Emerich Szerencsés (also known as Fortunatus; died August 1526) was deputy treasurer of the Kingdom of Hungary and a Jewish convert to Christianity.

==Life==
He was born Jewish but had to convert when it became known that he had sex with a Christian woman. He was baptised by Ladislaus Szalkai, Archbishop of Grau, and took the baptismal name Emerich after his sponsor Emerich Perényi, Palatine of Hungary. His wife and his sons, Abraham and Ephraim, remained practising Jews. After his conversion, he was appointed deputy treasurer, using his position to send coded letters warning Hungarian Jews of imminent persecution, to secure the revocation of the expulsion of the Jews from Prague and to save a Jewish man and woman who had been condemned to death by fire. He also became a favourite of Louis II of Hungary.

When the Jewish community of Ofen was accused of ritual murder he convinced Louis to hand the accuser over to him. He gave a Jewish education to the children of another baptised Jew and gave to Jewish charities every Friday until his death.

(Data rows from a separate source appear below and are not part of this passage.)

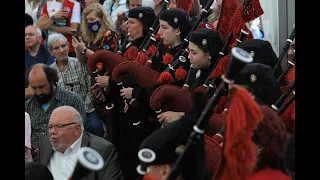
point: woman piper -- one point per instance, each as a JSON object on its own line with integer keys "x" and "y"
{"x": 204, "y": 47}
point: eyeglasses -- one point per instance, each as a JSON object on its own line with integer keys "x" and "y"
{"x": 59, "y": 126}
{"x": 293, "y": 47}
{"x": 58, "y": 47}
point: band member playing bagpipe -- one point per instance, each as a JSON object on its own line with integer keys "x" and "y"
{"x": 96, "y": 34}
{"x": 140, "y": 19}
{"x": 254, "y": 142}
{"x": 160, "y": 150}
{"x": 131, "y": 125}
{"x": 258, "y": 80}
{"x": 204, "y": 47}
{"x": 288, "y": 116}
{"x": 174, "y": 27}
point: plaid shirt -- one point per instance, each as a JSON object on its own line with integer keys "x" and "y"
{"x": 39, "y": 118}
{"x": 77, "y": 79}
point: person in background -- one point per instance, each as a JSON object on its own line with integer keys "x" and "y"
{"x": 58, "y": 150}
{"x": 75, "y": 77}
{"x": 115, "y": 6}
{"x": 61, "y": 16}
{"x": 27, "y": 138}
{"x": 36, "y": 171}
{"x": 35, "y": 52}
{"x": 47, "y": 96}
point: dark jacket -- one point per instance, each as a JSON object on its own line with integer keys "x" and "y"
{"x": 111, "y": 169}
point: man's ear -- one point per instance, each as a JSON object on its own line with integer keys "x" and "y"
{"x": 166, "y": 171}
{"x": 178, "y": 32}
{"x": 50, "y": 51}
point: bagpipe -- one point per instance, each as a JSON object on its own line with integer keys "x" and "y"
{"x": 238, "y": 60}
{"x": 88, "y": 160}
{"x": 282, "y": 102}
{"x": 147, "y": 77}
{"x": 284, "y": 50}
{"x": 209, "y": 86}
{"x": 291, "y": 62}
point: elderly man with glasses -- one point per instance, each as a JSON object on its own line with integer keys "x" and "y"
{"x": 65, "y": 137}
{"x": 75, "y": 77}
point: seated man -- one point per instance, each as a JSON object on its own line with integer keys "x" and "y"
{"x": 47, "y": 96}
{"x": 27, "y": 136}
{"x": 36, "y": 171}
{"x": 58, "y": 150}
{"x": 35, "y": 52}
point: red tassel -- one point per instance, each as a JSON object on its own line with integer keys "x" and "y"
{"x": 288, "y": 116}
{"x": 228, "y": 8}
{"x": 167, "y": 59}
{"x": 221, "y": 67}
{"x": 99, "y": 66}
{"x": 201, "y": 25}
{"x": 165, "y": 78}
{"x": 222, "y": 104}
{"x": 148, "y": 177}
{"x": 185, "y": 5}
{"x": 131, "y": 53}
{"x": 149, "y": 64}
{"x": 157, "y": 36}
{"x": 180, "y": 73}
{"x": 291, "y": 75}
{"x": 243, "y": 116}
{"x": 204, "y": 25}
{"x": 150, "y": 50}
{"x": 252, "y": 11}
{"x": 142, "y": 58}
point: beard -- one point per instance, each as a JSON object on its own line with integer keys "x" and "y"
{"x": 44, "y": 98}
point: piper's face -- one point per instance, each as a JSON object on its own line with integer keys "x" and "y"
{"x": 168, "y": 33}
{"x": 135, "y": 28}
{"x": 197, "y": 57}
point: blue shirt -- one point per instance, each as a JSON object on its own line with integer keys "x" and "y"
{"x": 113, "y": 9}
{"x": 31, "y": 60}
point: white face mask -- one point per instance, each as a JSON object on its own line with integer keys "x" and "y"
{"x": 149, "y": 3}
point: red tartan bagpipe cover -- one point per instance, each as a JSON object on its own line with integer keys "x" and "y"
{"x": 108, "y": 58}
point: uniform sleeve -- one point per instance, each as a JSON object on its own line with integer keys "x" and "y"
{"x": 44, "y": 10}
{"x": 79, "y": 105}
{"x": 111, "y": 169}
{"x": 110, "y": 41}
{"x": 76, "y": 15}
{"x": 27, "y": 131}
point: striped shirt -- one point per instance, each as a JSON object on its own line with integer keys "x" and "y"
{"x": 77, "y": 79}
{"x": 39, "y": 118}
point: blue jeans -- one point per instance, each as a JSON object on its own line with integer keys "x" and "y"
{"x": 94, "y": 124}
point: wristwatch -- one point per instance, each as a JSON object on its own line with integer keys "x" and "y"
{"x": 53, "y": 18}
{"x": 51, "y": 27}
{"x": 84, "y": 51}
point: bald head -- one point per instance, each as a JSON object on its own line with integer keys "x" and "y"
{"x": 37, "y": 71}
{"x": 32, "y": 36}
{"x": 43, "y": 80}
{"x": 66, "y": 114}
{"x": 65, "y": 127}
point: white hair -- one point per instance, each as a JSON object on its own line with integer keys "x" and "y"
{"x": 75, "y": 114}
{"x": 54, "y": 37}
{"x": 38, "y": 30}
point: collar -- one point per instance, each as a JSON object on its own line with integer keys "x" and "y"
{"x": 121, "y": 2}
{"x": 74, "y": 147}
{"x": 58, "y": 93}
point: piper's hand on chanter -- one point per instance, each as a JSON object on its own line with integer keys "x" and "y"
{"x": 96, "y": 90}
{"x": 79, "y": 46}
{"x": 126, "y": 93}
{"x": 102, "y": 81}
{"x": 169, "y": 116}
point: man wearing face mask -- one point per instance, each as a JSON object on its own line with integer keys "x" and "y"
{"x": 47, "y": 97}
{"x": 61, "y": 16}
{"x": 58, "y": 151}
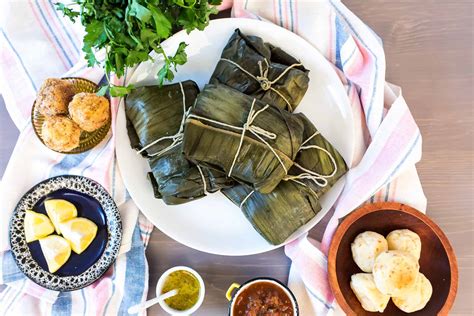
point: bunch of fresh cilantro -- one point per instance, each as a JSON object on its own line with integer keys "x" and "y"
{"x": 128, "y": 30}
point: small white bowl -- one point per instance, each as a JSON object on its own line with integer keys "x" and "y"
{"x": 173, "y": 311}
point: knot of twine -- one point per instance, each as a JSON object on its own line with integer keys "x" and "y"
{"x": 259, "y": 132}
{"x": 262, "y": 78}
{"x": 319, "y": 179}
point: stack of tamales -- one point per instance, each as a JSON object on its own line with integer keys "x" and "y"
{"x": 238, "y": 135}
{"x": 156, "y": 113}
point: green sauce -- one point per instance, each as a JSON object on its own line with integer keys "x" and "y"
{"x": 188, "y": 290}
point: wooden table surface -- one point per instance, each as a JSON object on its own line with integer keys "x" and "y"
{"x": 429, "y": 50}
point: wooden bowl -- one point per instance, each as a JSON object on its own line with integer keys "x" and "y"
{"x": 437, "y": 262}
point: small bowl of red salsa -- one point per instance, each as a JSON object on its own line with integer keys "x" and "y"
{"x": 261, "y": 296}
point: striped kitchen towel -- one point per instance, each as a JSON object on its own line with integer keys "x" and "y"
{"x": 388, "y": 141}
{"x": 36, "y": 42}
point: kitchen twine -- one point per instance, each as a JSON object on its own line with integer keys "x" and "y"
{"x": 176, "y": 140}
{"x": 259, "y": 132}
{"x": 263, "y": 80}
{"x": 308, "y": 174}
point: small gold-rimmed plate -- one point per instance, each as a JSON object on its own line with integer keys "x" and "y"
{"x": 88, "y": 140}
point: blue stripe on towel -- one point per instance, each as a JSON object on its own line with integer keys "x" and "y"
{"x": 67, "y": 163}
{"x": 134, "y": 274}
{"x": 45, "y": 19}
{"x": 19, "y": 58}
{"x": 341, "y": 38}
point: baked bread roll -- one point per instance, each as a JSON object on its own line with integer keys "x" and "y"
{"x": 417, "y": 297}
{"x": 371, "y": 299}
{"x": 60, "y": 133}
{"x": 405, "y": 240}
{"x": 366, "y": 247}
{"x": 395, "y": 272}
{"x": 89, "y": 111}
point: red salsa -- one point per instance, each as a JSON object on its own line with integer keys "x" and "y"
{"x": 263, "y": 299}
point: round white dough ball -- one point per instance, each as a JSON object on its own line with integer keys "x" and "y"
{"x": 366, "y": 247}
{"x": 417, "y": 297}
{"x": 371, "y": 299}
{"x": 405, "y": 240}
{"x": 395, "y": 272}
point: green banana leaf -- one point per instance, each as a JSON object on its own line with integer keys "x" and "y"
{"x": 317, "y": 160}
{"x": 153, "y": 112}
{"x": 216, "y": 146}
{"x": 247, "y": 52}
{"x": 277, "y": 215}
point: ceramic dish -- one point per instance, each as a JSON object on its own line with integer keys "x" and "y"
{"x": 235, "y": 290}
{"x": 437, "y": 261}
{"x": 88, "y": 140}
{"x": 213, "y": 224}
{"x": 93, "y": 202}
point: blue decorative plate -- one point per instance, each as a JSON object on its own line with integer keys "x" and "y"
{"x": 93, "y": 202}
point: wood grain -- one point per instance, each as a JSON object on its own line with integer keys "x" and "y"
{"x": 384, "y": 217}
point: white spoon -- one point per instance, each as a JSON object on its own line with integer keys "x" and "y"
{"x": 135, "y": 309}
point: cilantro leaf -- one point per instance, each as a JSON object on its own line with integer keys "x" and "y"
{"x": 130, "y": 30}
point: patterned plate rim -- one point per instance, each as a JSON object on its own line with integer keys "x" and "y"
{"x": 75, "y": 150}
{"x": 20, "y": 249}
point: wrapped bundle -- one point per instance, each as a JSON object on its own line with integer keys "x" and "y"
{"x": 247, "y": 139}
{"x": 318, "y": 164}
{"x": 261, "y": 70}
{"x": 295, "y": 201}
{"x": 276, "y": 215}
{"x": 155, "y": 118}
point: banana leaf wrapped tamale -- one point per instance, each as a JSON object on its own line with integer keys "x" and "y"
{"x": 251, "y": 141}
{"x": 264, "y": 71}
{"x": 295, "y": 201}
{"x": 155, "y": 117}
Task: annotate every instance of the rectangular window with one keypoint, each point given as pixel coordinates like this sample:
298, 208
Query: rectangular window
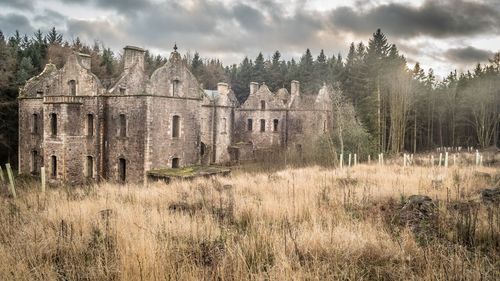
72, 87
34, 162
123, 126
224, 125
53, 166
90, 125
53, 124
176, 126
90, 167
122, 170
34, 129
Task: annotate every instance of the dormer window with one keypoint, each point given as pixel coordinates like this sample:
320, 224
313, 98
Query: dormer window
175, 87
72, 87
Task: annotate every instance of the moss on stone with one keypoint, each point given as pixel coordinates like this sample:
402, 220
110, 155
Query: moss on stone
188, 172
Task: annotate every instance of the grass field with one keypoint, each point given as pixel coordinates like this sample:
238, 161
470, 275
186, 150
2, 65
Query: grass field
298, 223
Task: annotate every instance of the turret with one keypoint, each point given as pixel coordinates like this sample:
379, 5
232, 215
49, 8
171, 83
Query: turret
133, 55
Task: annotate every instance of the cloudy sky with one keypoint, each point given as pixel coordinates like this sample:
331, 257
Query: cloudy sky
442, 34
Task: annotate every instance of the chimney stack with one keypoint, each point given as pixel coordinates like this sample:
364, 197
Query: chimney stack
295, 88
132, 55
222, 88
254, 86
85, 60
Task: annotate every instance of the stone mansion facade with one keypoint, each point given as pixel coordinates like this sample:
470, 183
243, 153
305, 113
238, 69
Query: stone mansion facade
81, 131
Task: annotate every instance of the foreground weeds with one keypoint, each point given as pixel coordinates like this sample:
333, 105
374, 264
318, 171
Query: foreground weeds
311, 223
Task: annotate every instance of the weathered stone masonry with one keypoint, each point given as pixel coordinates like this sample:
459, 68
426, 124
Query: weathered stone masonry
80, 131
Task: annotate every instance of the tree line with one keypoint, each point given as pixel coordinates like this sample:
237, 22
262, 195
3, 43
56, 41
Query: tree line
398, 108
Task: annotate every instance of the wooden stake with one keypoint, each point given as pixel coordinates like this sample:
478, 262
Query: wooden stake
11, 180
42, 177
2, 179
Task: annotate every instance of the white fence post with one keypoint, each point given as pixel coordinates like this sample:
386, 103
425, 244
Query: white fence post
42, 177
11, 180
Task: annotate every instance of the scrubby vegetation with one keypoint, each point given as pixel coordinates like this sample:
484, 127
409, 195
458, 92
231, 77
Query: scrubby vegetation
359, 223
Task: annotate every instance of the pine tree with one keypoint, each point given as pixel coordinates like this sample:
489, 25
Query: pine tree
53, 37
259, 74
306, 72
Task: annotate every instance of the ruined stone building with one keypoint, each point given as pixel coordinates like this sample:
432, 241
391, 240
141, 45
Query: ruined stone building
81, 131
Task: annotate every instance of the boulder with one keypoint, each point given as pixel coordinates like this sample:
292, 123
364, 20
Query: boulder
420, 214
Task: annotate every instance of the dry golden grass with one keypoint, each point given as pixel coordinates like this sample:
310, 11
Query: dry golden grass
307, 223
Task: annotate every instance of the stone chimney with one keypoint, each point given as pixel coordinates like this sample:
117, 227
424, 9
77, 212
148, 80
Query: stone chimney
85, 60
295, 88
254, 86
132, 55
222, 88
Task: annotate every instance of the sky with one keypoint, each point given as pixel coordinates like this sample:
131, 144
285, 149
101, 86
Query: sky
442, 34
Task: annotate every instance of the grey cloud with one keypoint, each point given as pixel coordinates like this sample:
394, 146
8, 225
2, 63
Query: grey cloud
434, 18
467, 55
50, 18
9, 23
18, 4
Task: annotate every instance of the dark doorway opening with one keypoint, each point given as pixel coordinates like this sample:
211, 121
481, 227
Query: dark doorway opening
175, 162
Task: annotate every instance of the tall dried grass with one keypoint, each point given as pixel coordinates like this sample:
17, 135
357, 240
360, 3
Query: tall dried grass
294, 224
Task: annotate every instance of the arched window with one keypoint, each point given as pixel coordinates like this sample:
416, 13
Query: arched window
89, 170
122, 170
175, 87
176, 119
123, 126
53, 124
224, 125
72, 87
175, 162
53, 166
90, 125
275, 125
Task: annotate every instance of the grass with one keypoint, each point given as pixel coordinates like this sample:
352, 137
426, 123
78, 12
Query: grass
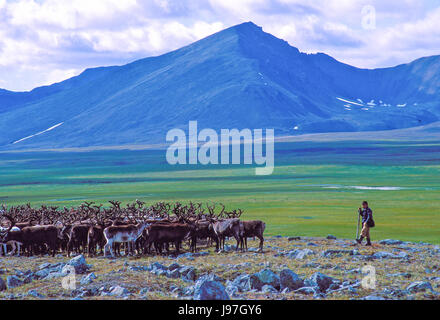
305, 196
230, 265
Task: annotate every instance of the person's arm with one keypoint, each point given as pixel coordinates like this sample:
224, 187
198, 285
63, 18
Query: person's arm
369, 214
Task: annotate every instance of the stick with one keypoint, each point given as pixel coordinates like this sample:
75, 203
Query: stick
359, 221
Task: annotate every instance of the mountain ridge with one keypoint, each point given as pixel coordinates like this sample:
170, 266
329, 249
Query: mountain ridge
239, 77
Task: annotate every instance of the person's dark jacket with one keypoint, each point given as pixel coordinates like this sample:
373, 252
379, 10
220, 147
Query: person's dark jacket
367, 215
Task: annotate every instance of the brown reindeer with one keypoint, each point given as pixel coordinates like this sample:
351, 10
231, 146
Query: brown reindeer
253, 229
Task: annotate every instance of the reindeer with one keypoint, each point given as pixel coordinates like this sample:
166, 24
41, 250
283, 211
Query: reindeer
121, 234
253, 229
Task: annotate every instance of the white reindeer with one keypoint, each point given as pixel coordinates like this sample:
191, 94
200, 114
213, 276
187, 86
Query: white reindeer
120, 234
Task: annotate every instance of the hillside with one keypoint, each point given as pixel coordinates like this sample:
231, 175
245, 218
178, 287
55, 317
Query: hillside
240, 77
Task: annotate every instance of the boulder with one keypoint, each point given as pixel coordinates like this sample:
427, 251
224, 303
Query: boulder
174, 266
389, 255
3, 286
88, 279
35, 294
390, 242
372, 297
242, 282
289, 279
209, 290
79, 263
157, 266
232, 290
265, 276
307, 290
188, 273
268, 289
119, 291
14, 282
300, 254
174, 274
320, 280
419, 286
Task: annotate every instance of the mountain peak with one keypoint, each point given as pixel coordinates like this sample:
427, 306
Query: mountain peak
247, 26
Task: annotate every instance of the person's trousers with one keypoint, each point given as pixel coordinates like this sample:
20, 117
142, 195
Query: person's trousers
365, 231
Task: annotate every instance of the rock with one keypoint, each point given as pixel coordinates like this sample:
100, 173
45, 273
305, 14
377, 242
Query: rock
174, 266
157, 266
286, 290
188, 291
372, 297
402, 274
174, 274
389, 255
307, 290
232, 290
419, 286
84, 292
209, 290
300, 254
242, 282
268, 289
79, 263
44, 266
144, 291
211, 277
320, 280
119, 291
289, 279
35, 294
265, 276
88, 279
188, 273
2, 285
332, 253
390, 242
14, 282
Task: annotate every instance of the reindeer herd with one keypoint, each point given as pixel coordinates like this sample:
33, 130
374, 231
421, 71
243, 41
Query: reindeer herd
134, 229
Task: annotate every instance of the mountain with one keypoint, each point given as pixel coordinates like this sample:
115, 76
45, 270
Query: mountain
240, 78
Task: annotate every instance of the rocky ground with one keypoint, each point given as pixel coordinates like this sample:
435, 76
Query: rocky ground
289, 268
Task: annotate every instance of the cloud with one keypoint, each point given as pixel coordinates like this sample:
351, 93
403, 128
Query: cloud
49, 40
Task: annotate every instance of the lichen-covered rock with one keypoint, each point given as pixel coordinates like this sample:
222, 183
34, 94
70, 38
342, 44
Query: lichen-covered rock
265, 276
299, 254
88, 279
390, 242
419, 286
79, 263
289, 279
14, 282
320, 280
2, 285
210, 290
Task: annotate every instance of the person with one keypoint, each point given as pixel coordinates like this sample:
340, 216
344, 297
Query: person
367, 221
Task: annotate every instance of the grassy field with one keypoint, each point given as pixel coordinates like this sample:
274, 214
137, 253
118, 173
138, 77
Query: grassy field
315, 190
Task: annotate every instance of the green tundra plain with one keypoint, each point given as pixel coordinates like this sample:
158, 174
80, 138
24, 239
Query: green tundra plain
315, 189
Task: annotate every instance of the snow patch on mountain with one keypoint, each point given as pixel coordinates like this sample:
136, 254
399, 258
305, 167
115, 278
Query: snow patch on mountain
39, 133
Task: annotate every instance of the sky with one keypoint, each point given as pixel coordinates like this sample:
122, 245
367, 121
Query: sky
47, 41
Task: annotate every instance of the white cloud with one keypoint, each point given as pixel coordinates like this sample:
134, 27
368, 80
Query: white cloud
48, 40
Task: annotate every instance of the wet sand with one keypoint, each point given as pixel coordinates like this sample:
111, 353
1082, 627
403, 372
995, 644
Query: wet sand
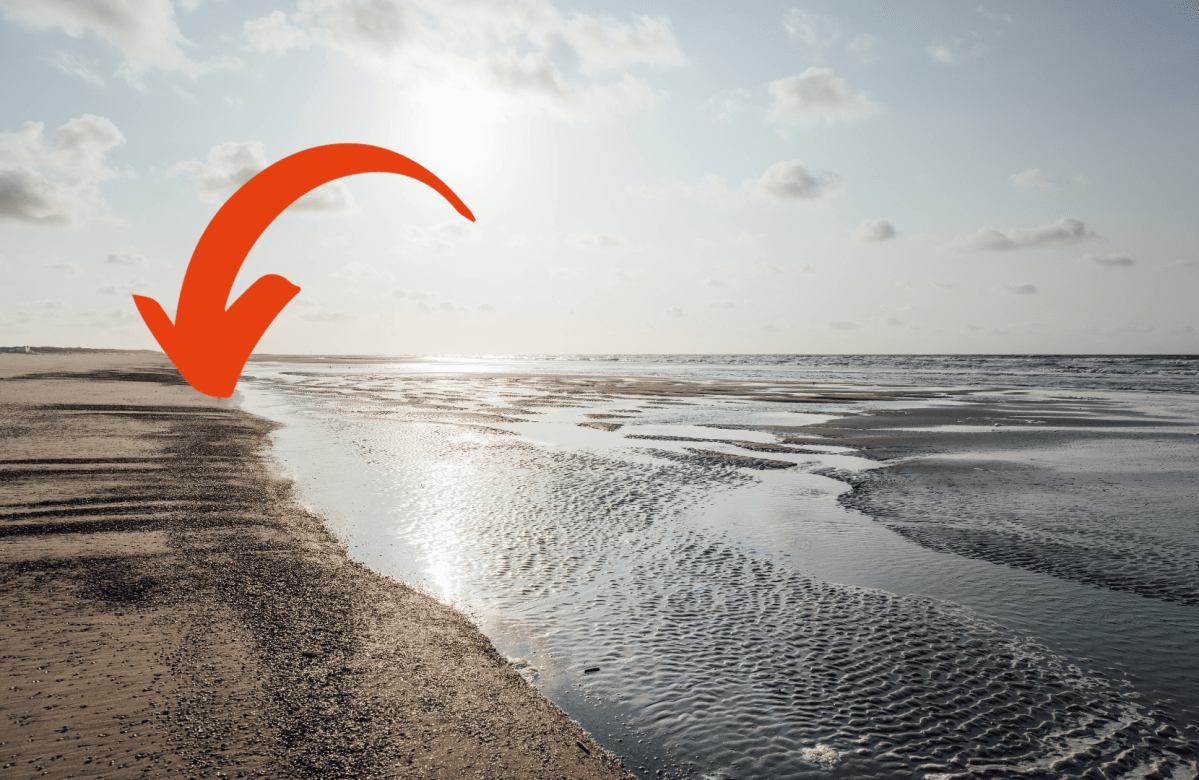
170, 610
672, 554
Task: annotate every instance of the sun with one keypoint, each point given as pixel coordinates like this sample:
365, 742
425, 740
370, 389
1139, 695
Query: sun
456, 127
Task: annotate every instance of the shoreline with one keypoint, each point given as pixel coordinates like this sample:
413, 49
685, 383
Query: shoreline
170, 610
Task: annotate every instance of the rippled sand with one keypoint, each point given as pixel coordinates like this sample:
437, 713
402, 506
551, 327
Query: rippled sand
667, 560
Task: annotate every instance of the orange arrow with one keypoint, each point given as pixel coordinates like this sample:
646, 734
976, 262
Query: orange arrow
209, 344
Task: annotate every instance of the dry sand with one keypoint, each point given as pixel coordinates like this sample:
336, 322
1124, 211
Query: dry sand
170, 610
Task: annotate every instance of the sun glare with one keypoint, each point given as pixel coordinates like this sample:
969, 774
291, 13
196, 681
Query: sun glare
456, 127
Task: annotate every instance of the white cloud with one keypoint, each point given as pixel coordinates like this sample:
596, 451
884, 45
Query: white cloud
817, 96
1030, 179
1064, 233
416, 295
606, 43
232, 164
725, 106
874, 230
71, 65
314, 312
955, 52
440, 237
1109, 260
275, 35
134, 285
535, 84
597, 240
992, 16
60, 266
790, 181
431, 46
46, 183
126, 257
144, 31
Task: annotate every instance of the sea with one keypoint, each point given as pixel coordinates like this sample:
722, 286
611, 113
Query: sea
714, 593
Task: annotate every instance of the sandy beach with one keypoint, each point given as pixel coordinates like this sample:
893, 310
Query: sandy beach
841, 576
170, 610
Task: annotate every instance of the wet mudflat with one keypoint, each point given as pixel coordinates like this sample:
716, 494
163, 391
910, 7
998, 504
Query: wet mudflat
170, 611
704, 582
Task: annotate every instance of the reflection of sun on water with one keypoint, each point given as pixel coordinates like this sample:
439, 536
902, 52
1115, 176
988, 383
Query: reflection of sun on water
445, 501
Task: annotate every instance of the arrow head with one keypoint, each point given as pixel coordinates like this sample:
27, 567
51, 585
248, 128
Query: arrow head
210, 351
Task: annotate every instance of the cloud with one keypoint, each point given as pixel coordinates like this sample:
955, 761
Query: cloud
874, 230
993, 16
1031, 177
597, 240
416, 295
60, 266
790, 181
538, 86
955, 52
46, 183
275, 35
1066, 231
440, 237
232, 164
71, 65
817, 96
604, 43
725, 106
126, 257
498, 52
314, 312
134, 285
1109, 260
144, 31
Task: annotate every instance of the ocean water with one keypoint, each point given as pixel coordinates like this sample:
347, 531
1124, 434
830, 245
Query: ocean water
704, 594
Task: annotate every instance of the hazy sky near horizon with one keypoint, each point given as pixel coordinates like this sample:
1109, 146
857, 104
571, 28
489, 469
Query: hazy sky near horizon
704, 177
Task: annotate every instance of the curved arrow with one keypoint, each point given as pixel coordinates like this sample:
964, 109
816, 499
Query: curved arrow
209, 344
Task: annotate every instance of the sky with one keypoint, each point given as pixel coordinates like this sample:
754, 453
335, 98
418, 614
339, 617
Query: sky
821, 177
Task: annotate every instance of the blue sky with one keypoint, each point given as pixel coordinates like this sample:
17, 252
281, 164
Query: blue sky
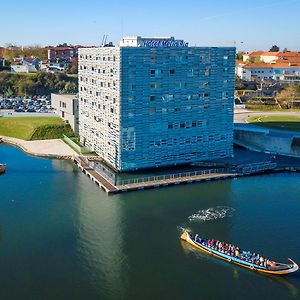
257, 23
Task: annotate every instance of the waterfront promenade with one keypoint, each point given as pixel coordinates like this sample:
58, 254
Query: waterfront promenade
43, 148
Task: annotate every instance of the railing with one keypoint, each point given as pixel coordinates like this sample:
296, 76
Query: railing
254, 167
171, 176
110, 177
239, 169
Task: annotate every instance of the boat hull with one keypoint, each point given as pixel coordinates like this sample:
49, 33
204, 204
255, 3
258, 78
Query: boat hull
185, 236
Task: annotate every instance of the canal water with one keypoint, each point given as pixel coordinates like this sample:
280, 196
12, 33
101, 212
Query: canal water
62, 238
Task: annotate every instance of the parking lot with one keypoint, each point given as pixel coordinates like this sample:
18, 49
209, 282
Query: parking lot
34, 104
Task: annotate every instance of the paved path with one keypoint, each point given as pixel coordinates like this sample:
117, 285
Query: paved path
45, 148
240, 115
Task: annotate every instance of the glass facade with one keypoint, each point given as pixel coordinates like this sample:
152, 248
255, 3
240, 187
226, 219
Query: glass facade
143, 107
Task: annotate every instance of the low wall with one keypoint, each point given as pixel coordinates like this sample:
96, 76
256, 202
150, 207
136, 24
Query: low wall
81, 150
268, 141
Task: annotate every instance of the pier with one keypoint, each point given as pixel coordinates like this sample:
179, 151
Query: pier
109, 183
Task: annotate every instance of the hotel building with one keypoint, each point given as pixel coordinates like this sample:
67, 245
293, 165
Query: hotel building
154, 102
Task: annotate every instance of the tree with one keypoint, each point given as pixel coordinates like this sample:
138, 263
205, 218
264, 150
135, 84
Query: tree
285, 99
239, 55
274, 48
70, 88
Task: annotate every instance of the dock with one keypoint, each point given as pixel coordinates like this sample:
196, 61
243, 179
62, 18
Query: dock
99, 179
110, 185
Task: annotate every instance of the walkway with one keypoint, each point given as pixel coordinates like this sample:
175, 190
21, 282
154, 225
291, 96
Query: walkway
43, 148
240, 115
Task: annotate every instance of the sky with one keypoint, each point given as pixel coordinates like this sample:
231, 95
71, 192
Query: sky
248, 25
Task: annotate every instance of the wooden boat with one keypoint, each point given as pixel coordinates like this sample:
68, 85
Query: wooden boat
271, 267
2, 168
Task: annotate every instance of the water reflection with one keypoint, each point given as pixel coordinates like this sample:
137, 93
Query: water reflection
100, 244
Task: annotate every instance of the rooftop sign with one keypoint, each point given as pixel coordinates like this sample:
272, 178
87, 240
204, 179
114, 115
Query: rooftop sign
168, 43
162, 42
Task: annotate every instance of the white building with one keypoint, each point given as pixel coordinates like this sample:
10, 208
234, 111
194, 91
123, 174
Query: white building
155, 102
66, 106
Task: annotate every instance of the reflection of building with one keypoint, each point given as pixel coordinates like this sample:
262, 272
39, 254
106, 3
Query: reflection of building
156, 102
101, 239
66, 106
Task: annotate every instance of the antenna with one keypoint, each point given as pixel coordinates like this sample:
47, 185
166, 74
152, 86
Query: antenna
106, 36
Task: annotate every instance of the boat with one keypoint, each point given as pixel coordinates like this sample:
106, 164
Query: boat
2, 168
243, 258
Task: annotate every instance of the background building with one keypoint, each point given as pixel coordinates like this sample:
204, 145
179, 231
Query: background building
66, 106
156, 102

As a reward, the rabbis of Ofen, Padua and Constantinople ordered that Szerencsés' sons Abraham and Ephraim should be called up to the Law by their father's name - usually the sons of baptised Jews had to be called up by their grandfather's names. This also recognised their view that, at heart, Szerencsés was still a Jew.

Stephan Verböczi and other Hungarian nobles accused him of causing the country's financial problems, and some members of the 1525 Diet moved for him to be burned at the stake. The accusations of gross negligence proved justified, since he had used state funds for private ends, as did many respected noblemen at the time. Louis II briefly imprisoned him, and his home was attacked and looted by a mob led by the nobles' servants, though Szerencsés himself managed to escape. Another mob simultaneously stormed and looted the city's ghetto. With the invasion threat from the Ottoman Empire looming large, Szerencsés was restored to favour at the 1526 Diet but died later that year, with many Jews at his deathbed.